I purchased a Ricoh Theta S in late July and provided an overview of the camera capabilities and my initial experiences. Now that I have worked with the camera a few months, I thought it time to share some additional information and tips. Probably the most important tip is that the device can be affected by extreme heat (and likely cold). It can become unresponsive (which means you can’t turn the camera off and can’t access any of the functions). The best way to get around this is to hold the power button for more than 8 seconds. This forces a reset and the camera is then back to its “normal self.” Let’s examine a bit more about the camera, especially the editing of images created using this device.
I have learned that the images are termed equirectangular. Surprisingly, this is a projection first used by map makers during the time of the Romans. It is an attempt to project a 3 dimensional object in 2 dimensions. Although this type of projection introduced all sorts of distortions when working with maps, this old technique has uses with modern technologies (such as the Theta S).
I have also learned there are 2 apps one needs to use when working with these sorts of images. The first is the Theta app (which controls the camera). The second is the Theta+ app (which allows you to edit the images). Both are highlighted in the screen snippet below.
Although one can edit these images in tools like Photoshop, I recommend working with the app first. It tends to have more capabilities and is specifically designed for these images. For example, here is what an image would look like when editing it in Photoshop. Note how the image is distorted.
Here is the same image being edited in the Theta+ app on my iPhone. The image appears as a 360 degree image and can be moved around while editing.
Let’s investigate the capabilities of the Theta+ app. When you first launch the app, you are presented with choices (either working with a time lapse or editing an image). Initially, I was unaware that one can create time lapse, but found that option within the camera settings.
I am still experimenting with the time lapse option. When you connect to the camera, you can find this option under the camera settings. I highlighted the three main areas to consider in these settings.  You need to activate interval shooting.  You need to decide on the image size (smaller images allow for more images to be stored on the camera while shooting). You will see the available number based on the selected image size .
I have also discovered it is a good idea to turn off the sleep after option on the camera. Otherwise, the camera shuts itself down while doing these interval shots.

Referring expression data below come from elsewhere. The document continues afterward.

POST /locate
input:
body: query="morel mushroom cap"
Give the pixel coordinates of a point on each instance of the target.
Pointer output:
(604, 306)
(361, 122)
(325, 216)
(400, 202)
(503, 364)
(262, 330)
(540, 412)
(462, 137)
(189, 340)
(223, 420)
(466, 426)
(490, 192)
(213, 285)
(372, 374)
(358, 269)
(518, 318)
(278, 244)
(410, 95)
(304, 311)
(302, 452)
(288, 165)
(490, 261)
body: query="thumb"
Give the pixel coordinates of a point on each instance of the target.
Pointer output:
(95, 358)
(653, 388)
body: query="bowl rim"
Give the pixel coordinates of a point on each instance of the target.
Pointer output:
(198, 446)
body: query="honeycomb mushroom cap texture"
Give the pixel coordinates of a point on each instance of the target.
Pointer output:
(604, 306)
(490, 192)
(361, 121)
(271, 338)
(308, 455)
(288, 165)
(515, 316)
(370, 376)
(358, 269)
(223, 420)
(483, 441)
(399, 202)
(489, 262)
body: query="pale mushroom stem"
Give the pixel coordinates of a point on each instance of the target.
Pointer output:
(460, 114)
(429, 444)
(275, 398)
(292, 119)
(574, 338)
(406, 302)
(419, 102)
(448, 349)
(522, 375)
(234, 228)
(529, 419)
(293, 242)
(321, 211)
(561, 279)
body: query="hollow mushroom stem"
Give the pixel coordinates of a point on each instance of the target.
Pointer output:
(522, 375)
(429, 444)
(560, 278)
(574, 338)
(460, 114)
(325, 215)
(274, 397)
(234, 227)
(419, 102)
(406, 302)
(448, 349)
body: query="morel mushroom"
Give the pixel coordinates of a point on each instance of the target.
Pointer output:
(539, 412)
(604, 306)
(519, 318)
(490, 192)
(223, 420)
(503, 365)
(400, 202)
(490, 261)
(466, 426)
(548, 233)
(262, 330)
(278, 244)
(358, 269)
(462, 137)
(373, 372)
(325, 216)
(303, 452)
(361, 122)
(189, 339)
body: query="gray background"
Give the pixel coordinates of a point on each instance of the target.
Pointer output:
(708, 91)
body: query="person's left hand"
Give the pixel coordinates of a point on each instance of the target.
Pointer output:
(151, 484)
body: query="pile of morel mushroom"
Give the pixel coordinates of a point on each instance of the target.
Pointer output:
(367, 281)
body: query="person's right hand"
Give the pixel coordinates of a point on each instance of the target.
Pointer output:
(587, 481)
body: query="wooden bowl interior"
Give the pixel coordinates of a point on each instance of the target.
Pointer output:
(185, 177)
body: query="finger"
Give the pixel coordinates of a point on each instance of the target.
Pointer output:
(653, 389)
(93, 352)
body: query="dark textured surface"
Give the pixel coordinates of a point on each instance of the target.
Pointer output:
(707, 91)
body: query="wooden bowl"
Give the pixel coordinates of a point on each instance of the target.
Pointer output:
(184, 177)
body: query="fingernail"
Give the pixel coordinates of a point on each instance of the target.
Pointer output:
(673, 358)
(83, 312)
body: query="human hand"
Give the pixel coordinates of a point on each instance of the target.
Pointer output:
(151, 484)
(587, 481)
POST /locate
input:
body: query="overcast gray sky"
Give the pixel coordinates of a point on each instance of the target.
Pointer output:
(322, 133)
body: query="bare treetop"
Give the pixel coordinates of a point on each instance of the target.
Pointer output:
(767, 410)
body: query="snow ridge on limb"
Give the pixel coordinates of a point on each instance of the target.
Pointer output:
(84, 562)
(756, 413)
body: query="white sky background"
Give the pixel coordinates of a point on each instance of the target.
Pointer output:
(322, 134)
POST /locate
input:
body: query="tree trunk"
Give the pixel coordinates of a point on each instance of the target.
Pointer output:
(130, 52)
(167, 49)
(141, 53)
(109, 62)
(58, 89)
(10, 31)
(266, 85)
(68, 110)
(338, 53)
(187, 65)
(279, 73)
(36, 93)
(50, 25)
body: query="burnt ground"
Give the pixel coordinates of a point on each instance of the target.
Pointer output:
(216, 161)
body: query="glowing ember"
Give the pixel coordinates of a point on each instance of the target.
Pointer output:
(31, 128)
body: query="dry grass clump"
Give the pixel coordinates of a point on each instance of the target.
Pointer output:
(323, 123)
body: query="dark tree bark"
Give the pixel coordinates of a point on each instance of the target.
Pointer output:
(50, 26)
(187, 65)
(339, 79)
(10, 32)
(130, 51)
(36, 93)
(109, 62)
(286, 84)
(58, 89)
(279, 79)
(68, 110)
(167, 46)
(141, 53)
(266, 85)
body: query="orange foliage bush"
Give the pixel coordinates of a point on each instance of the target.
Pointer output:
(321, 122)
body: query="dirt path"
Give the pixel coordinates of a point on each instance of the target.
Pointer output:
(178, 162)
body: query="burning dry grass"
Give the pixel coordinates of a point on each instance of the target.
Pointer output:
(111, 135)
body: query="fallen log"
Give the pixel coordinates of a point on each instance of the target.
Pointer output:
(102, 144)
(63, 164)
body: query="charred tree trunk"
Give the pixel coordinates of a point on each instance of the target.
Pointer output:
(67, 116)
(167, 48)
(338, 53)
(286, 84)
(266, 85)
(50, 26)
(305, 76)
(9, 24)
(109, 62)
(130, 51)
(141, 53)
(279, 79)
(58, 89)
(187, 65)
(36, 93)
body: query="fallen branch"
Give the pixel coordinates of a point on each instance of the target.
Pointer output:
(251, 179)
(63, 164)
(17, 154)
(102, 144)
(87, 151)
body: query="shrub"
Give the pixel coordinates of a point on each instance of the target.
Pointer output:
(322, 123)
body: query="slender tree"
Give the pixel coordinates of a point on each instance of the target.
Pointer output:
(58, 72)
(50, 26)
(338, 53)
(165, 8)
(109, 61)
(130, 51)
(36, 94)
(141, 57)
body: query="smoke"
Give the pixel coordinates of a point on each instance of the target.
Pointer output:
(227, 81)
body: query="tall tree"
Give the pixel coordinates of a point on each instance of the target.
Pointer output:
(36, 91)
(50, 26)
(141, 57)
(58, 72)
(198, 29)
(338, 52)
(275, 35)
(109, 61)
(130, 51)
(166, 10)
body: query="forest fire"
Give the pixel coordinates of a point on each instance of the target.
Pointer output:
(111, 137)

Once you have taken a number of images, you transfer them from the camera and then open them in the Theta+ app (selecting the time lapse option mentioned above). You see that I have chosen 9 images in the series below.
You then see a preview of the images after they are available for editing.
If you choose to edit the images, you can rearrange them (moving each up or down using the grip on the right of each image). You can also delete a specific image (icon on the left of each image).
Once you have the sequence, you select next and can then control the speed of playback.
Once you are finished, you can then save your work for subsequent uploading to the Theta360.com site. Here is what the finished result looks like. I have discovered that the image displays on a desktop, but must be viewed in the Theta app on mobile devices.
My first attempt at time lapse. Culinary Arts dinner. Sept. 29, 2016 #theta360 – Spherical Image – RICOH THETA
For now, I view the time lapse approach as a “work in progress.” I have found the other image editing features more useful.
If you choose to edit an image (instead of create a time lapse video), you are presented with two choices.
Given that I might want to share images outside of the Theta application, I typically work with the “Cropped Image” approach. When you open the image, you have choices to filter, view, and crop.
If you select “Filter” from the choices above, you can apply a number of filter options. Some are shown below.
I haven’t experimented much with filters yet. You can also change the view of the image.
The default view is the mirror ball shown above. However, you can also create “little planets.”
You can also convert the image into a more normal version using the option on the right (Rectilinear).
You can also change the aspect ratio of the image
As you see above, there are many options (from 2:1 to 4:3 and more).
These are just some of the capabilities of the Theta S camera and editing the photos with the Theta+ app. I am curious if you have experimented with the camera and this app. I look forward to your comments.